A major component is small group sessions where participants talk about their experiences.

“The whole group listens,” she said. “And they start asking each other questions and supporting each other.

“Some haven’t reviewed some incidents for 10 years,” she said. “But they’re still there and they graphically describe every step.”

It’s about letting out those experiences in a way that lets the brain process and release them.

“One person said he was more nervous walking into the building on the first morning than if he had been called to a house where guns were a danger,” she said. “That’s part of what makes it scary, but it is so healing.

“We don’t work miracles, but I’ve seen a lot of transformation happen,” she said.

Because of the stigma, officers were promised anonymity, but some of their responses after taking the class included:

“This class should be mandatory for all first responders. Just like CIT except for ourselves.”

“The group session on the first day showed how we all came in with the same fear of the unknown and fear of ‘how can I confront my demons’ to being able to share with each other by the end of the week.”

“I learned this week that through the (skills) I have been given, I can live a peaceful life if I continue to practice these exercises. I cannot thank the people enough that made it possible for me to come here. I can honestly say that you saved my life.”

“This was a great change of pace from always feeling the need to not feel anything. … It’s nice to feel as if I’ve found a little bit of what was missing. Hopefully, I will make each day more worthwhile for myself and my family.”

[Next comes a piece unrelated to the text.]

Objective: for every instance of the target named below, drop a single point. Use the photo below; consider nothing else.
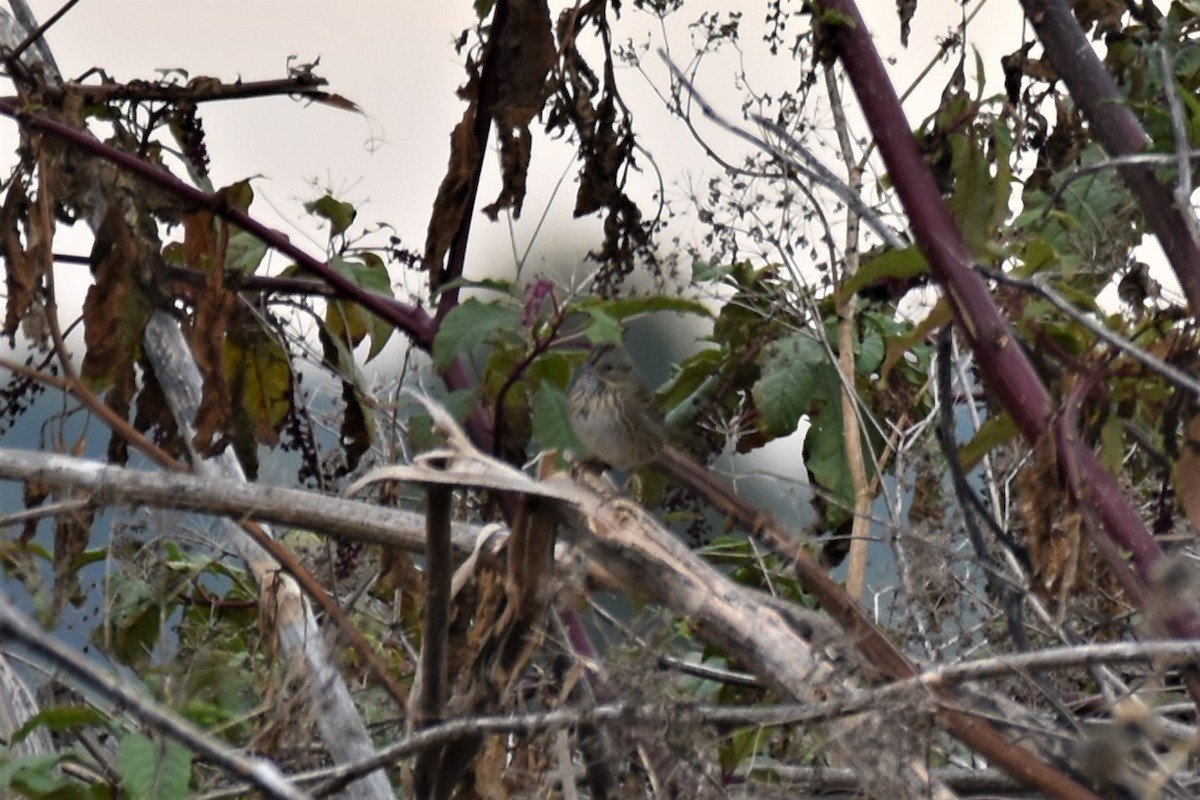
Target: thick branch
(1119, 131)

“I was a little worried about this at the start, but it didn’t take long to realize this is what I NEEDED. I wish I could have done this sooner. I also hope that more people can share this experience. I will be an advocate for the program.”

“This class was a life changer for me and allowed me to choose a path of peace rather than the path of quitting and moving on to a career that I do not want. My transition back to life is almost like my rebirth. I can hold my head up high and continue forward again. Thank you again for the wonderful, life altering, experience!”

Michel said she will schedule another session when she has eight applications from first responders.